Aber so lange Shortpay einseitig nur die gewinnoptimierenden Interessen der Content-Anbieter berücksichtigt und sich allenfalls vom Druck der Medien und der Mobilfunknetzbetreiteber zu kleineren fast unmerklichen Änderungen aufgerufen fühlt, bleibt das Zahlungssystem und die anbietenden Firmen unseriös.

Gruß
Matthias

P.S.: Und falls es jetzt wieder heißt es gäbe kein Preis-Klarheits-Problem, dann möge man sich den PlusMinus-Bericht anschauen, die Tagesschau von gestern, die Äußerung der T-Mobile-Vertretern und von Frau Künast, sowie die Postings hier insbesondere der in die Kostenfalle geratenen Usern und der User die rechtliche Schritte eingeleitet haben. Das alles zeigt, dass die Preisangabe keinesfalls so klar ist! Es besteht dringender Handlungsbedarf. Eine seriöse Firma würde reagieren...


----------



## dvill (7 September 2005)

Anonymous schrieb:
			
		

> dvill, sascha und co.. man hätte es ja mit einem eigenen iframe in der praxis testen können, shortpay nutzt definitiv einen iframe-killer, wie man sehr schön beobachten kann.
> 
> zu der frage warum das mal anders war: kein system ist perfekt.
> 
> shortpay war stets bemüht solche probleme zu beseitigen.


Sowohl unsere Diskussion als auch die Sendung sind nicht auf ein konkretes Produkt im heutigen Erscheinungsbild bezogen, sondern es geht um Handy Payment und Vorfälle der vergangenen Zeit.

Die Personen, die im Fernsehbeitrag ein Abo hatten und nicht wussten, wie sie es loswerden, hatten sich mit früheren Erscheinungsbildern auseinander zu setzen.

Das war dann möglicherweise so, wie wir es hier besprechen.
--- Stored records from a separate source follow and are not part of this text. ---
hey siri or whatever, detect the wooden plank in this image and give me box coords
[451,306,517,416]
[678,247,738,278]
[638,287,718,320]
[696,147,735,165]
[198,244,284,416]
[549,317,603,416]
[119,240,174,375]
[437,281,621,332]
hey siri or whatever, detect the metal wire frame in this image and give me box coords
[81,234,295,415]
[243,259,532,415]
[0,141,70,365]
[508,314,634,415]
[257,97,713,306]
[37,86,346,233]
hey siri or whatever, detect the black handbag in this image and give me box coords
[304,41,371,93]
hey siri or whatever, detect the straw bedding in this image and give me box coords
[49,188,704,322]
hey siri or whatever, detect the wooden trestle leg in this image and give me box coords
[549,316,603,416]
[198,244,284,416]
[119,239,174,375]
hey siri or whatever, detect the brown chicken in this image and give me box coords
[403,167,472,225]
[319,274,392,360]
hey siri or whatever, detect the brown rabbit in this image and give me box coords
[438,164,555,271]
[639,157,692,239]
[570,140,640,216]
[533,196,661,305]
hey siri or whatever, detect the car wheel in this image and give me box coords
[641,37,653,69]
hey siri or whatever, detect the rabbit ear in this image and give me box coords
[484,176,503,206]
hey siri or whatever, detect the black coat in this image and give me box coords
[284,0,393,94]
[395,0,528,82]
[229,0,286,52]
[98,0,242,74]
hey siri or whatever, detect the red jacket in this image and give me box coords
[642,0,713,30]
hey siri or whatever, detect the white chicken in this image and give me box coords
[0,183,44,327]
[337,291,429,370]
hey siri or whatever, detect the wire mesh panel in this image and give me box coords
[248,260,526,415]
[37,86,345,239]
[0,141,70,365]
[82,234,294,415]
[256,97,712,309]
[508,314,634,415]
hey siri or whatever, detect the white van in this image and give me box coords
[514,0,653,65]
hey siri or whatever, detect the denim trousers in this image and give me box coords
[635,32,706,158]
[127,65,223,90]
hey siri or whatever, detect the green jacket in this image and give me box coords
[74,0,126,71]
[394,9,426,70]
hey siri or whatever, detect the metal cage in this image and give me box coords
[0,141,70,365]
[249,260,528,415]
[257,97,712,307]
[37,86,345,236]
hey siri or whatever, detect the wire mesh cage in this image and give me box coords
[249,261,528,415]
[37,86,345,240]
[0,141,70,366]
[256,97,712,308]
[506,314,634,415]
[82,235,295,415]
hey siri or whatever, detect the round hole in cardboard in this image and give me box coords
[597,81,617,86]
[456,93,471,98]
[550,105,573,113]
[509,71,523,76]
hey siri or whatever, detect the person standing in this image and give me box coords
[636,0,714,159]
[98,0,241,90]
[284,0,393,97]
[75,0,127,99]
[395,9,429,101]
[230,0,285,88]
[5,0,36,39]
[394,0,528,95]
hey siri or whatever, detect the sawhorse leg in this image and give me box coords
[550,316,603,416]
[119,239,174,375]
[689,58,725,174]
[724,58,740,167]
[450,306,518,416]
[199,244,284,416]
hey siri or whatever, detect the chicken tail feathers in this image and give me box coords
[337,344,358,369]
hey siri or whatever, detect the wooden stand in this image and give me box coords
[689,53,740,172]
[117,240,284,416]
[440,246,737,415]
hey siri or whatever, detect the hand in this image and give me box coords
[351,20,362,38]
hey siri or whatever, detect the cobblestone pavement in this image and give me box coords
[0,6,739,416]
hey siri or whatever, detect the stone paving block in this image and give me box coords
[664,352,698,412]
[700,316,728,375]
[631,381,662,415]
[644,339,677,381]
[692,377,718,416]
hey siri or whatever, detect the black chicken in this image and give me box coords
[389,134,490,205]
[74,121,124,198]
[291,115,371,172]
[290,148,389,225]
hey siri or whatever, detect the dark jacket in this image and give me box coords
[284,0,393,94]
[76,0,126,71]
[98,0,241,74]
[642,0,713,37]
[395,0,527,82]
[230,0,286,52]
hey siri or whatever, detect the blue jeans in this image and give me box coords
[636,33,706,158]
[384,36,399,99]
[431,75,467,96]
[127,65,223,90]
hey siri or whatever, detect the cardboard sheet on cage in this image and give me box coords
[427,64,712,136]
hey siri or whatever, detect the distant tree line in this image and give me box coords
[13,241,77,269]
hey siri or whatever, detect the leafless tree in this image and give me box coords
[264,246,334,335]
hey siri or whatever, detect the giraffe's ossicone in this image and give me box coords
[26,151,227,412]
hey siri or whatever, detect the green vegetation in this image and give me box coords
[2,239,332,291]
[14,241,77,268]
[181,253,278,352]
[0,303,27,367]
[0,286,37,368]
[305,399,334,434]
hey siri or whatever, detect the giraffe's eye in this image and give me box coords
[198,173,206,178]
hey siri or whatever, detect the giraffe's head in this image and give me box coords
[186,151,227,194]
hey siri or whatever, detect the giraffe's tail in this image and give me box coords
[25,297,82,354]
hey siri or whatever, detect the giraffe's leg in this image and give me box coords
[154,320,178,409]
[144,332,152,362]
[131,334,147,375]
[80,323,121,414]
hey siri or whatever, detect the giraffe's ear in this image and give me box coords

Wurden immer alle Altkunden-Abos storniert, wenn hier ein Fehler aufgedeckt wurde?

Dietmar Vill


----------



## stieglitz (7 September 2005)

dvill schrieb:
			
		

> Wurden immer alle Altkunden-Abos storniert, wenn hier ein Fehler aufgedeckt wurde?
> 
> Dietmar Vill


Oder nur die, die sich vehement gewehrt haben?


----------



## Anonymous (7 September 2005)

es hat einfach keinen sinn zu diskutieren, jedesmal wird wieder verdreht. es kam doch eben die frage auf, warum es nicht mehr möglich sei mit dem iframe den preis zu vertuschen, darauf wurde geantwortet. zack, nun heißt es, man spricht von vergangenheit.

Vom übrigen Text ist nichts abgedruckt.